That's something Cherokee does from time to time. You can try the butt rope. I've also found that swinging the end of the rope near their rear end is a good way to get them going. Just swing it beside him at first to create "air pressure" and then if he still won't go, let it bump into his hip. Since he's not responding to the rope, don't know if it'll work, but worth a shot. As stubborn as Cherokee can be sometimes, that works fairly well. Once he gets going forward, make sure you're no nonsense, "You're coming with me." matter of fact, and he should follow. 

Good luck.


----------



## Diamond33 (Aug 30, 2016)

BlindHorseEnthusiast4582 said:


> That's something Cherokee does from time to time. You can try the butt rope. I've also found that swinging the end of the rope near their rear end is a good way to get them going. Just swing it beside him at first to create "air pressure" and then if he still won't go, let it bump into his hip. Since he's not responding to the rope, don't know if it'll work, but worth a shot. As stubborn as Cherokee can be sometimes, that works fairly well. Once he gets going forward, make sure you're no nonsense, "You're coming with me." matter of fact, and he should follow.
> 
> Good luck.


I have tried that too! Lol he just does NOT want to move forward for whatever reason!


----------



## BlindHorseEnthusiast4582 (Apr 11, 2016)

Oh, I don't know then! Lol, sometimes it takes a lot of two steps, two more, two more...

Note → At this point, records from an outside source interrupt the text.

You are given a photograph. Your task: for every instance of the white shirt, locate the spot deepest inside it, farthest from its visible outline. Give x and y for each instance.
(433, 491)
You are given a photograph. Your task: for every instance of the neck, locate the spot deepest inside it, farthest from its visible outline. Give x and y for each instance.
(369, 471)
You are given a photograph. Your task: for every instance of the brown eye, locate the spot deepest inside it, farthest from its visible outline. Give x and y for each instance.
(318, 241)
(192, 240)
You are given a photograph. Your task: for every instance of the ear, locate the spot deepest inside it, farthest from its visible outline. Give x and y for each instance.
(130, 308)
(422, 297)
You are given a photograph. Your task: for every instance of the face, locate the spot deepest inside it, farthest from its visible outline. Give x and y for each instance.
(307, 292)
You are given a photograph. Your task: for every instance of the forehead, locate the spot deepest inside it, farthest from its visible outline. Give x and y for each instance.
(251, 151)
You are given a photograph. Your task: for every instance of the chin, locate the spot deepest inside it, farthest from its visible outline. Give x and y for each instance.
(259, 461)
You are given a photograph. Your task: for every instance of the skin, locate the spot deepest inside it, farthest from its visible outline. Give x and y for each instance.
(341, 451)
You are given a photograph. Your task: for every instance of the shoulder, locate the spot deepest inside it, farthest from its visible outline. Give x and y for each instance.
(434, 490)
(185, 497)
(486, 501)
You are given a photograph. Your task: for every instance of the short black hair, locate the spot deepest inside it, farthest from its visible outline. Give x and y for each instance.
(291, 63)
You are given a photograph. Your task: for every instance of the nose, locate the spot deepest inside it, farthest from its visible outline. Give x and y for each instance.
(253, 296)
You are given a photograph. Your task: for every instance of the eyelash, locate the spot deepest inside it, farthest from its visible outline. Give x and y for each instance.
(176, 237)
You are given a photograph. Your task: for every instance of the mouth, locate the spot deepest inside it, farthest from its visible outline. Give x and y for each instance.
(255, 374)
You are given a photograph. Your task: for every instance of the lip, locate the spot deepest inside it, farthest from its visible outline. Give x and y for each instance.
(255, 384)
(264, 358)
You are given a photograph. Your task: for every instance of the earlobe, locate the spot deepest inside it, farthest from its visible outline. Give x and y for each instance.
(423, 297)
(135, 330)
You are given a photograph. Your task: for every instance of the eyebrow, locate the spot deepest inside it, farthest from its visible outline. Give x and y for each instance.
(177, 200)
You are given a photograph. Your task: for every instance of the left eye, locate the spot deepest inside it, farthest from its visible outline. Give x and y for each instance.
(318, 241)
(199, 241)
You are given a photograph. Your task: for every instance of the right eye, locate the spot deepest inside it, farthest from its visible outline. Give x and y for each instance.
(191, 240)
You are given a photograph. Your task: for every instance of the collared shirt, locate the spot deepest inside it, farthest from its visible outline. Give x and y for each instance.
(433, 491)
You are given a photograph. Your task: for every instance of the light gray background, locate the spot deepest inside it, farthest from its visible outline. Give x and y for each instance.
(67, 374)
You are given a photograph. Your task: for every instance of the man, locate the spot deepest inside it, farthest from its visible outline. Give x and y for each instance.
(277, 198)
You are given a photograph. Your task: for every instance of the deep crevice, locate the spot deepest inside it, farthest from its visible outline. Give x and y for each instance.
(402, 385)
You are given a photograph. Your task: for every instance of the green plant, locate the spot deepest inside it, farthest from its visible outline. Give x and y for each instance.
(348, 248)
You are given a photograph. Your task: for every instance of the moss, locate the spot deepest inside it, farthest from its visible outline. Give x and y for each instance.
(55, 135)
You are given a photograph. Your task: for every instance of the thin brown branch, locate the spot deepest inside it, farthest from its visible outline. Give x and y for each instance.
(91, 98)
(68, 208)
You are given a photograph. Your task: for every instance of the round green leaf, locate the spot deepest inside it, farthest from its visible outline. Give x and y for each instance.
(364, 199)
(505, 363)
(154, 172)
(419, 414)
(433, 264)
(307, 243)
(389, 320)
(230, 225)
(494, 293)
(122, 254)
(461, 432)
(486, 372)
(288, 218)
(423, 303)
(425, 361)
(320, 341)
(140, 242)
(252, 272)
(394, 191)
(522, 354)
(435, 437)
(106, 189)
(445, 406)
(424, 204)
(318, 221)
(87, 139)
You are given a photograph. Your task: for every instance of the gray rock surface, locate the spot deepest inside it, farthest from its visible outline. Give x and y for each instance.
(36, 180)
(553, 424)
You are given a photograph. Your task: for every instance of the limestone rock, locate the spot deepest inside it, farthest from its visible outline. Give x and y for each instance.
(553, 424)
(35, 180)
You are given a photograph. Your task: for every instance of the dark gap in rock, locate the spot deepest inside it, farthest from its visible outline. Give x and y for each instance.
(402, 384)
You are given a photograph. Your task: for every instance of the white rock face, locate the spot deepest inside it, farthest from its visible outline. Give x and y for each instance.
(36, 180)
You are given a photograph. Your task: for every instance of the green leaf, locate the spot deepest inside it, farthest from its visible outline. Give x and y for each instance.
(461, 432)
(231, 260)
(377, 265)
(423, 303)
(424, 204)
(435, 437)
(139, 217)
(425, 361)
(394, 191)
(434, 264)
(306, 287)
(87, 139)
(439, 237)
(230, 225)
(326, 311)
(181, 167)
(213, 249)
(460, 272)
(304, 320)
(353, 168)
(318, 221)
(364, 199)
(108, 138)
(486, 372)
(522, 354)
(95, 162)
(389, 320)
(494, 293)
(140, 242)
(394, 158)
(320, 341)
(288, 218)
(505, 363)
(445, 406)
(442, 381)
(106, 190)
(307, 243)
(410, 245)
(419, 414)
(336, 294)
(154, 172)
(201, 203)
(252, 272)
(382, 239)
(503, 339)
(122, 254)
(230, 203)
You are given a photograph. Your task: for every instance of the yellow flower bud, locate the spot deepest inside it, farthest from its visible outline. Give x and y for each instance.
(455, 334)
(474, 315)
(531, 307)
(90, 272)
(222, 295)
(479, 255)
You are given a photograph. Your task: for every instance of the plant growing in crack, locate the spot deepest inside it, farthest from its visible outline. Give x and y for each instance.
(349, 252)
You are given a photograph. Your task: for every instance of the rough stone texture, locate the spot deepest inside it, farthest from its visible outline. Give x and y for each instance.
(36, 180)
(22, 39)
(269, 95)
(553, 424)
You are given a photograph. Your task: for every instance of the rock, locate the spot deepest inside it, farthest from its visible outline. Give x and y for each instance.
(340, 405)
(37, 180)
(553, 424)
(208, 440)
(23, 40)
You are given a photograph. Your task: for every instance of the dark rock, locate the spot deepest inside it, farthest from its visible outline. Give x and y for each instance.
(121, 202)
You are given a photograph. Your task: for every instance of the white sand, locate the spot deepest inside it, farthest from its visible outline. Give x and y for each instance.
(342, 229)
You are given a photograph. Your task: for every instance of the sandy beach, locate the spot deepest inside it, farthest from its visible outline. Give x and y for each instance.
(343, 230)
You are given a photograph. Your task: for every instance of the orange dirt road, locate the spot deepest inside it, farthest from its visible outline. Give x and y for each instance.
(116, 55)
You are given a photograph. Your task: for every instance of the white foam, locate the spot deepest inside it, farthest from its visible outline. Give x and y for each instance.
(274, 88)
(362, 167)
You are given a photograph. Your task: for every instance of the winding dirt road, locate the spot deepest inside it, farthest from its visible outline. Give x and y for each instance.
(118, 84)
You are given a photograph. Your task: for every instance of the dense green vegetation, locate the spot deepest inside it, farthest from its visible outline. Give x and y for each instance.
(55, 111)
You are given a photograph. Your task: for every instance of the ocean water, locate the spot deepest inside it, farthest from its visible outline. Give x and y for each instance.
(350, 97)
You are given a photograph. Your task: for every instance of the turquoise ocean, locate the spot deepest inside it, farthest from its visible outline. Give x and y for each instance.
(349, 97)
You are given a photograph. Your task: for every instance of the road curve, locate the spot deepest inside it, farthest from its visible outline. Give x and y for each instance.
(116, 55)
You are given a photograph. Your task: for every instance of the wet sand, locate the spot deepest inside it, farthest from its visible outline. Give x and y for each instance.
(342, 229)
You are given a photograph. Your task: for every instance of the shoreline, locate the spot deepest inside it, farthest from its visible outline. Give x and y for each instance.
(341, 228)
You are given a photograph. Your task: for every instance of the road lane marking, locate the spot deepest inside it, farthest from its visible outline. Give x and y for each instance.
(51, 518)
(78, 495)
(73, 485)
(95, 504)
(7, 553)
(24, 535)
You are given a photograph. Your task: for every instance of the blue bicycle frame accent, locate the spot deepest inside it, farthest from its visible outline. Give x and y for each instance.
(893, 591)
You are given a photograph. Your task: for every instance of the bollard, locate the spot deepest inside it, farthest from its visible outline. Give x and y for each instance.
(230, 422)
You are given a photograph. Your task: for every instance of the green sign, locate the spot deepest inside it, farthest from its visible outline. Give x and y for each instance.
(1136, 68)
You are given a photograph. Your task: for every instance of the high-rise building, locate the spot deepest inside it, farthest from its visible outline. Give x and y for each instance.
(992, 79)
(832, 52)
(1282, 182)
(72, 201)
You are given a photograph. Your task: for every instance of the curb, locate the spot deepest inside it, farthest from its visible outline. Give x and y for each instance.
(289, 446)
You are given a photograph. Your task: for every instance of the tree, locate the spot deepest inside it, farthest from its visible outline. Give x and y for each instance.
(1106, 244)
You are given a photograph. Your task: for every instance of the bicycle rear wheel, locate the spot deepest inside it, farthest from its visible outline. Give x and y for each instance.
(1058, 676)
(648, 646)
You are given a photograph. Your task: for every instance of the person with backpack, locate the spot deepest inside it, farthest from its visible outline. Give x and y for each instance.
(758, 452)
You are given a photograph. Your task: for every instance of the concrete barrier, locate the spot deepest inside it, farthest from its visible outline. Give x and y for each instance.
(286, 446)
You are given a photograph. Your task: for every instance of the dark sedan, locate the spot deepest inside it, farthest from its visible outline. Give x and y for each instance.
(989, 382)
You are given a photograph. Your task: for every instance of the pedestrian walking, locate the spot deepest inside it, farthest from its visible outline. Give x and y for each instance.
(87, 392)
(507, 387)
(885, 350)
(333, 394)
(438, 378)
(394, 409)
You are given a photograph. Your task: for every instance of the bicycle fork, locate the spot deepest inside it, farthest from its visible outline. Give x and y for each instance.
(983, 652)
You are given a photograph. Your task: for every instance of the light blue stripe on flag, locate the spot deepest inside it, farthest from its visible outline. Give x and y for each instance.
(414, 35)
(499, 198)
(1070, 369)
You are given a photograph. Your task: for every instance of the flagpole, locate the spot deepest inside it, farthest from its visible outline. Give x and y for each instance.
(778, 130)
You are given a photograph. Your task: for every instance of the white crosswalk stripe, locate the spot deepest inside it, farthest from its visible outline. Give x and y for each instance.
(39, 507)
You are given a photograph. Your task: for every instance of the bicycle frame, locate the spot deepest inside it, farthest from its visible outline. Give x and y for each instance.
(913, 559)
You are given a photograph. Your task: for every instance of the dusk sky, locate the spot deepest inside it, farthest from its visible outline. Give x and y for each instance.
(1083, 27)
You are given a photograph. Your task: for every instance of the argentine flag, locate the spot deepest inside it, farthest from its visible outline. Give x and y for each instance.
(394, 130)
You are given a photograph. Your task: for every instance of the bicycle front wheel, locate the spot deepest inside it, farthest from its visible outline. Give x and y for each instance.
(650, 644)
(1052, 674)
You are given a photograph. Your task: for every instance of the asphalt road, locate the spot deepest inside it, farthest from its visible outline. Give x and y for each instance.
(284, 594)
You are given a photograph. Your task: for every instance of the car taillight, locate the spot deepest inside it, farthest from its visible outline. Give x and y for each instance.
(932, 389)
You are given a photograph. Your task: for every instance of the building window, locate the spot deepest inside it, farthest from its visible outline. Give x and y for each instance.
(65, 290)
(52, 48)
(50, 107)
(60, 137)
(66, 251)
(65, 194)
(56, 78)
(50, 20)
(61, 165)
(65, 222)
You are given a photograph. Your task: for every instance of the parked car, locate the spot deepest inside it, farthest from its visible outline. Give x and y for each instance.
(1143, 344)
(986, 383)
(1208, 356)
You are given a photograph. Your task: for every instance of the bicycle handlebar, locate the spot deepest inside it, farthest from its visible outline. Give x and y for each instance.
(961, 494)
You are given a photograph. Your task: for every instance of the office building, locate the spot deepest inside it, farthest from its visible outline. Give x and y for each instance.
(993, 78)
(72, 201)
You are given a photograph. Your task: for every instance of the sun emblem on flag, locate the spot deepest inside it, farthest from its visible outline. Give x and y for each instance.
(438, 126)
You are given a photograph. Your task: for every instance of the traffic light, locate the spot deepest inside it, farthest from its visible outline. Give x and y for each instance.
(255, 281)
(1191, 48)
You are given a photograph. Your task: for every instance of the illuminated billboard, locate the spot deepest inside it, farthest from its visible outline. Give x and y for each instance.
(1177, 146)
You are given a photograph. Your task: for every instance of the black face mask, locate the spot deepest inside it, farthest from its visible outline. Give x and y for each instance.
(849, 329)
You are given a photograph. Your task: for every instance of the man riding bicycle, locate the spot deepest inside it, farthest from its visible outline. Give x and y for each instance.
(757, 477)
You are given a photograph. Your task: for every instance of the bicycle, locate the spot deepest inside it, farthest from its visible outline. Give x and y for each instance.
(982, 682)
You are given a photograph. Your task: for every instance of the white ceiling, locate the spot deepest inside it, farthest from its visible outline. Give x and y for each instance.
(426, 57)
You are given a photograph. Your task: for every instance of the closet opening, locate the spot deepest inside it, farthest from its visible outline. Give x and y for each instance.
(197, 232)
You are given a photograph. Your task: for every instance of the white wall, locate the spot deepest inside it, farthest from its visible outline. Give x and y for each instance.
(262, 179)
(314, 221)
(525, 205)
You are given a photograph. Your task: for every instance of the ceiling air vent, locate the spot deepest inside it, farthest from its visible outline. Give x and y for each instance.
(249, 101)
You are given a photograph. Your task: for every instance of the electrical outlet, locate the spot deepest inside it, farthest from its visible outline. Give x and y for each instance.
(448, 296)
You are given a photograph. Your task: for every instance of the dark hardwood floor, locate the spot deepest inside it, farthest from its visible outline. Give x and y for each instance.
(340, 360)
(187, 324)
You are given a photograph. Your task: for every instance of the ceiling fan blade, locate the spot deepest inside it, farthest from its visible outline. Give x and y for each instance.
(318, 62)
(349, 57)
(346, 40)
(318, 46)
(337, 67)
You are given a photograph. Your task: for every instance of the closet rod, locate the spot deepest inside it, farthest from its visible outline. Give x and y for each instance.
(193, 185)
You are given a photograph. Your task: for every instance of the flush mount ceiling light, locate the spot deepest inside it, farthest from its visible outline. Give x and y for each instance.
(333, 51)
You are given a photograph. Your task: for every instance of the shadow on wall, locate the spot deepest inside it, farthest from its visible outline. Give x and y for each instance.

There's been days it took me 10 minutes to walk out of the pasture because we stopped every 4 feet. If you just keep doing it over and over, as long as you consistently make him come out he should get the message!


----------



## Diamond33 (Aug 30, 2016)

I have my fingers crossed! Lol


----------



## Diamond33 (Aug 30, 2016)

I have been super excited (and nervous) for this week to come. I leave for Nashville on Thursday to go record with some friends of mine. Of course, we waited until last minute to book a hotel. I have no idea what is going on down there, but it was practically IMPOSSIBLE to find a room for ONE NIGHT under $300!!! We looked for 2 hours before we found an affordable one..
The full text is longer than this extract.